Matthew 5:44-45 (NRSV)
Message: In Jesus’ most famous sermon he gives us a succinct answer to our probing of God’s justice. Jesus says that God makes the sun shine on the just and the unjust and makes it rain on the righteous and the unrighteous. Before he commands us to not retaliate revengefully against the evil of the world…he tells us to love our enemies. Ok, no one wants to accuse Jesus of being ignorant about evil. For God’s sake, Jesus died at the hands of evil. And we do not want to accuse Jesus of being an irresponsible pacifist either. But Jesus does not suggest flight or to fight in the traditional sense. He offers a third alternative that addresses evil head on…Jesus tells us to love…to return evil with good. And Jesus tells to approach the challenge in unity when facing not just our own death but also all the little deaths and perhaps especially the evil embedded in the structures of a society and even its laws. We are to have hope in this process because the day that Christ rose from the dead death died. So too the darkness in us must die. And if we make that long term commitment to God’s Kingdom day by day the darkness in us will be swallowed up in Christ’s light. We can learn from our failures, learn that a battle is not the war…that our self-image is not success…that we are here to enjoy life and its processes…that we can learn from struggle… sharing what God has made possible so others can be nourished….not that we impress but that we serve God’s purpose. So be realistic. Get your act together. People change over time. Be encouraged in the never ending forgiveness of Christ. Remember that Satan tried to get Jesus to quit. Remember that Jesus did not get lots of credit. So never underestimate the power of the Holy Spirit when it comes to God’s plan in your life. Believe that physical death comes before the resurrection for Jesus and for us too so that our soul might be saved… and it might bring forth fruit. Friends, Jesus prayed spiritual Life into existence sending sin, guilt, death into oblivion. Even as we labor in prayer let us learn the better way.

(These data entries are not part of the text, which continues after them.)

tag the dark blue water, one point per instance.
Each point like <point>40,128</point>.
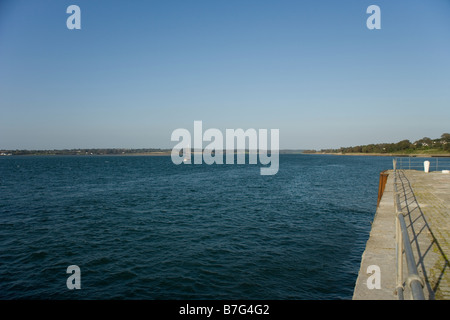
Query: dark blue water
<point>144,228</point>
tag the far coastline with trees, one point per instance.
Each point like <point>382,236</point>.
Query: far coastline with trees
<point>425,146</point>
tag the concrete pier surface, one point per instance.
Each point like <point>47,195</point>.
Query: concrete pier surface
<point>425,202</point>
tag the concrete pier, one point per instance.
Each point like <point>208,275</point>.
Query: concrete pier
<point>425,201</point>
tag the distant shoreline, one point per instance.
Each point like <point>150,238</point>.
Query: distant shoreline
<point>415,155</point>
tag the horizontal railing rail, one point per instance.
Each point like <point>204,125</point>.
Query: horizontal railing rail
<point>417,163</point>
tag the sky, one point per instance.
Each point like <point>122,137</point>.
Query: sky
<point>138,70</point>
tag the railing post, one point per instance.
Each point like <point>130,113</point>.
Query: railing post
<point>414,282</point>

Pray in the great mystery… the profound and troubling mystery of our birth, life, death and resurrection. Pray that though we are shaped by the earth we will be completed by the Potter in heaven. Pray we become new creatures in Christ. Pray we realize how little resurrections work and that we are just seeds that when planted and raised by the Lord live on forever. Pray that even now that our corruption be turned to incorruption, our mortality to immortality, our dishonor to glory. Pray that God would take our weakness and turn it into power, take our natural state and turn it into something spiritual. Pray Jesus becomes the head of the body and we get our act together to work in unity. Pray now that in the moment of our physical deaths the Holy Spirit will descend on each of us as it did when Jesus prayed before His baptism… as it did for the disciples gathered in the Upper Room to pray before Pentecost… as it was most assuredly present in the resurrection of Christ. Pray that the Holy Spirt would train us for this day as God helps us to overcome all the little deaths of life. Pray that the Lord’s purpose will prevail in us…that the plans of our hearts will submit to God’s peace. Pray we understand that we must die to self before we are resurrected. Pray we realize that to live, our sins need to die on the cross. Pray we learn that we do not bear fruit for the Kingdom until the seeds of our priorities, possessions and personality are broken for Christ just as His body was broken for us. Pray we realize that Jesus understands evil much better than we would like to give him credit. Pray we learn to work in unity so we do not get picked off by the enemy.